Penyebutan kata ‘ajal yang berarti ketergesa-gesaan dengan berbagai turunannya dalam Al-quran hampir semuanya dalam konteks celaan. Ini mengisyaratkan, meskipun merupakan sifat yang melekat pada diri manusia, ketergesa-gesaan adalah sifat kurang baik yang harus dihindari. Termasuk, tergesa-gesa untuk memperoleh kemenangan.
Salah seorang sahabat Nabi SAW, Khabbab bin Al-Art, pernah mengalami penderitaan sangat parah. Ia pernah disiksa dengan api oleh tuannya saat diketahuinya memeluk Islam. Siksaan itu tidak lain agar Khabbab tidak mempercayai kerasulan Nabi Muhammad. Pada kesempatan lain, Khabbab yang sebelum Islam pernah bekerja sebagai pandai besi, menagih utang pada Al-‘Ash bin Wa’il as-Suhami. Malang, As-Suhami menolak membayar utangnya.
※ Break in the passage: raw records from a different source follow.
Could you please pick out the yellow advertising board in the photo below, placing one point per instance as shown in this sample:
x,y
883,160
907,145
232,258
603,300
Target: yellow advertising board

As-Suhami mengatakan, “Aku tidak akan membayar utangku kepadamu sebelum kamu mengingkari (kenabian) Muhammad.” Dengan tegas Khabbab menjawab, “Aku tidak akan mengingkari kenabian Muhammad sampai ALLAH mematikanmu dan membangkitkanmu lagi.”
Khabbab lebih memilih utangnya tidak dibayar daripada harus mengingkari kenabian Muhammad SAW yang sudah ia yakini. Akan tetapi, ketabahan Khabbab rupanya sedikit tergoda ketika tekanan orang-orang musyrikin semakin bertambah berat. Ia mendatangi Rasulullah SAW yang sedang berteduh di bawah Ka’bah dan meminta beliau bermohon agar ALLAH SWT segera menurunkan kemenangan kepada umat Islam.
“Mohonlah segera pertolongan ALLAH untuk kita, berdoalah kepada ALLAH untuk kami, ya Rasulullah!” Demikian permohonannya kepada Rasulullah SAW. Sebenarnya tidak ada yang salah dalam permintaan Khabbab itu. Sebuah permohonan yang datang dari hati yang telah lama lelah menahan siksa. Permohonan dari hati yang berharap kemenangan yang dijanjikan oleh ALLAH. Tetapi Rasulullah SAW menanggapi permintaan Khabbab itu dengan muka merah.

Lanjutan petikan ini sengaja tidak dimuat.